Students who are not in the MathSys CDT or the Predictive Modelling and Scientific Computing programme who wish to take this module should contact the module leader before registering. Registering on eVision/online does not guarantee you a place on the module.

Module Aims

This is one of four core taught modules for the MSc in Mathematics of Real-World Systems, while also acting as core module for the MSc in Predictive Modelling and Scientific Computing. This module provides students with knowledge (and practice) of important numerical optimisation concepts at the intersection between mathematics and scientific computing. Algorithmic structures, data structures, numerical method construction and performance assessment will form key parts of the module, with applications and use cases concentrated on topics in linear algebra, signal processing and optimisation.


The syllabus will be drawn from the following list of topics: algorithmic structures (iteration, recursion, memorization) and computational complexity, data structures (linked lists, stacks and queues, binary indexed trees), sorting and search algorithms, Fast Fourier Transform, automatic differentiation, linear systems and the Conjugate Gradient algorithm, Singular Value Decomposition, convex and non-convex optimisation, constrained optimisation, linear programming, Dijkstra's algorithm and dynamic programming, discrete-event simulation.


  • Per week: 2 x 2 hours of lectures, 2 x 2 hours of classwork
  • Duration: From the 2023/2024 academic year, this module will be taught in the second half of term 1 (weeks 6 to 10)

Classes are usually held on Mondays 10:00-12:00 (lectures) and 13:00-15:00 (classwork), and Thursdays 10:00-12:00 (lectures) and 13:00-15:00 (classwork) in room D1.07, unless announced otherwise.


For deadlines see Module Resources page.

From the 2023/2024 academic year, the module will be assessed as follows:

  • Written homework assignments (worth 60%)
  • Oral viva examination (worth 40%)

Illustrative Bibliography

  • William H. Press, Saul A. Teukolsky, William T. Vetterling, and Brian P. Flannery. Numerical recipes: The art of scientific computing, 3rd Edition, Cambridge University Press, New York, NY, USA, 2007.
  • David Kincaid and Ward Cheney.

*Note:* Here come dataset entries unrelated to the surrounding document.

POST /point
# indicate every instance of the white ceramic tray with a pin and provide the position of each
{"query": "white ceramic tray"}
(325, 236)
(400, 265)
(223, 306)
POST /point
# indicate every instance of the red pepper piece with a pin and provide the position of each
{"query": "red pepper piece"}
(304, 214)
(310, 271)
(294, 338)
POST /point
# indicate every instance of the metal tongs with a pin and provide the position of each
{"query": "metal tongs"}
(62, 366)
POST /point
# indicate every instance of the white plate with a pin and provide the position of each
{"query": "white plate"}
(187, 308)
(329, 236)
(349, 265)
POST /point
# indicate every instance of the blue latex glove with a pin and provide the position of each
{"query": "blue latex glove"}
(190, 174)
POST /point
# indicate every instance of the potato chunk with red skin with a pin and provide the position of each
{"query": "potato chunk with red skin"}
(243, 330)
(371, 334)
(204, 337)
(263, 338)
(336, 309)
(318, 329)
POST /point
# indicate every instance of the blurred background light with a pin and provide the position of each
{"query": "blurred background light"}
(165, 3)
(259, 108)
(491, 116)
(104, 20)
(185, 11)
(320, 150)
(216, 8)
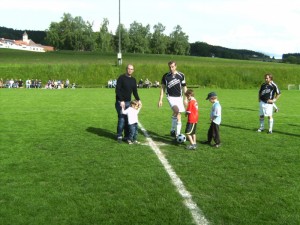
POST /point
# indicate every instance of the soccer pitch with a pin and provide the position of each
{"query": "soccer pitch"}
(60, 162)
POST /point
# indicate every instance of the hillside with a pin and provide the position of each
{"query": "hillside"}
(196, 49)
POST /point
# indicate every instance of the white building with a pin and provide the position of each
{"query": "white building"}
(24, 44)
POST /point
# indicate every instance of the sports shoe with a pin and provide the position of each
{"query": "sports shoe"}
(119, 139)
(173, 133)
(260, 129)
(205, 142)
(191, 147)
(216, 145)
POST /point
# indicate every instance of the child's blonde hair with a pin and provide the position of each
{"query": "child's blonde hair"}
(189, 92)
(134, 104)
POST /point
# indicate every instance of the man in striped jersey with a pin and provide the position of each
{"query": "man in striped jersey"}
(267, 96)
(173, 84)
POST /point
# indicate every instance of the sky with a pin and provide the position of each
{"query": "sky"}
(267, 26)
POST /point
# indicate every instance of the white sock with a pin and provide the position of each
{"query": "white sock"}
(271, 121)
(178, 128)
(174, 122)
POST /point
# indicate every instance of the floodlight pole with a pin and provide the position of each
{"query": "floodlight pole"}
(119, 53)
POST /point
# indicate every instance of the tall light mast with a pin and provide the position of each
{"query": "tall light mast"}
(120, 52)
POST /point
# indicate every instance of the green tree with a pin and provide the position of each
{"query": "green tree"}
(139, 38)
(179, 42)
(71, 34)
(159, 41)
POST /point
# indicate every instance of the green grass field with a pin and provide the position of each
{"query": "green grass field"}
(60, 163)
(94, 69)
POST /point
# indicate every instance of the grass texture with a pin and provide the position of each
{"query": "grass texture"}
(60, 162)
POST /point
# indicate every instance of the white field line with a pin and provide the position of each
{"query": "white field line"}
(199, 219)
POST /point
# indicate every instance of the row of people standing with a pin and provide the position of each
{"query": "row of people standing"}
(173, 86)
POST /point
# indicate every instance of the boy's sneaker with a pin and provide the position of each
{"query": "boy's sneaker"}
(260, 129)
(173, 133)
(205, 142)
(216, 145)
(119, 139)
(191, 147)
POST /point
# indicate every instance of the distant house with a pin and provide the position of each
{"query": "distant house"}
(24, 44)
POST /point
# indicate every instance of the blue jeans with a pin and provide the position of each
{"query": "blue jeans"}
(133, 132)
(122, 120)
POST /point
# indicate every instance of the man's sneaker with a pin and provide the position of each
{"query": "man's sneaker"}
(191, 147)
(260, 129)
(173, 133)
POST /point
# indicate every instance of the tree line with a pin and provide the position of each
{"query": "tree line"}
(293, 58)
(73, 33)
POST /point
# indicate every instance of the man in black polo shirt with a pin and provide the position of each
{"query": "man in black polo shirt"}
(126, 86)
(174, 86)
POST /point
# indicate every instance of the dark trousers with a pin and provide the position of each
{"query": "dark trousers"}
(133, 132)
(122, 120)
(214, 133)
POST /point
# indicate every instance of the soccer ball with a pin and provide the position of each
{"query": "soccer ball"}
(181, 138)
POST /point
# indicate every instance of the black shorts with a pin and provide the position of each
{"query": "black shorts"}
(190, 128)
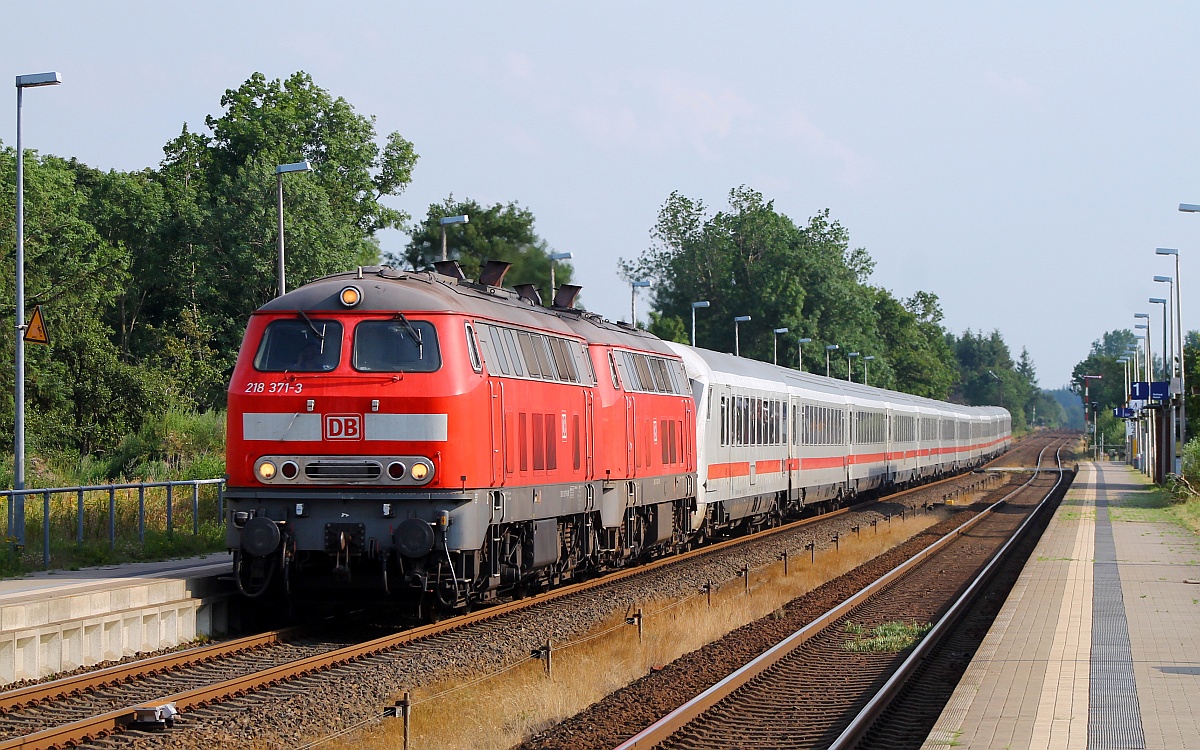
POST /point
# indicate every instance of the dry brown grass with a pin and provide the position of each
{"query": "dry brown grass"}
(502, 711)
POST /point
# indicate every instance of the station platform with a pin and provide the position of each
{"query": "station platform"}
(58, 621)
(1098, 643)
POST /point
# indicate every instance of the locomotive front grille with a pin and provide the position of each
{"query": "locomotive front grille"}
(343, 471)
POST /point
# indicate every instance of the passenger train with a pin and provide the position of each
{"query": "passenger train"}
(454, 441)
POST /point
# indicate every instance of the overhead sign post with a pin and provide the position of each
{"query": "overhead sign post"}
(36, 333)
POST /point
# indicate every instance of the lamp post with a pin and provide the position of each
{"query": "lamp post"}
(694, 306)
(1087, 405)
(280, 171)
(1150, 353)
(450, 220)
(18, 475)
(737, 340)
(553, 259)
(1170, 324)
(1125, 370)
(1168, 364)
(1179, 330)
(634, 286)
(799, 352)
(775, 353)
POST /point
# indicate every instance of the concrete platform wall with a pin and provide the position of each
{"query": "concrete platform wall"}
(54, 631)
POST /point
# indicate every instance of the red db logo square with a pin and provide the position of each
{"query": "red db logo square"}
(343, 427)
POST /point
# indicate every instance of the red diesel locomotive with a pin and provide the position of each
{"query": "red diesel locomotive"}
(450, 439)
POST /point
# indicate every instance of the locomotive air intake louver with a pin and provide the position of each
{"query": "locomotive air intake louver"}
(349, 471)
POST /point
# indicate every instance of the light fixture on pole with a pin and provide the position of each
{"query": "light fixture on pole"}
(1179, 333)
(280, 171)
(737, 340)
(694, 306)
(775, 354)
(17, 520)
(799, 352)
(634, 286)
(1170, 324)
(553, 259)
(1150, 353)
(450, 220)
(1168, 365)
(1000, 387)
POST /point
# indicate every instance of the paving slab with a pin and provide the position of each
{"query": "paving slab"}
(1098, 643)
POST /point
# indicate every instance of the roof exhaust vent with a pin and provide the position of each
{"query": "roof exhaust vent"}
(529, 294)
(567, 295)
(493, 273)
(450, 268)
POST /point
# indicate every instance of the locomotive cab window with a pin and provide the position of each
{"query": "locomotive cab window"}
(391, 346)
(300, 346)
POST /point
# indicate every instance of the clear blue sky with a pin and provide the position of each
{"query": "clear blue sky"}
(1019, 161)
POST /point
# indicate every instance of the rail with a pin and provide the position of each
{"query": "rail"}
(15, 499)
(673, 721)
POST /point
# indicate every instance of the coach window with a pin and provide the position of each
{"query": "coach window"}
(300, 346)
(400, 346)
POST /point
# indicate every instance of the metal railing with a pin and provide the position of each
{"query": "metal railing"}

Numerical analysis: mathematics of scientific computing, 3rd Edition, American Mathematical Society, 2009.
  • Gilbert Strang. Differential equations and linear algebra, Wellesley-Cambridge Press, 2014.
  • Lloyd N. Trefethen, David Bau, James G. Nagy and Yuji Nakatsukasa, Numerical Linear Algebra, 25th Edition, Society for Industrial and Applied Mathematics, 2022.

    Research articles in the field will complement the textbooks above.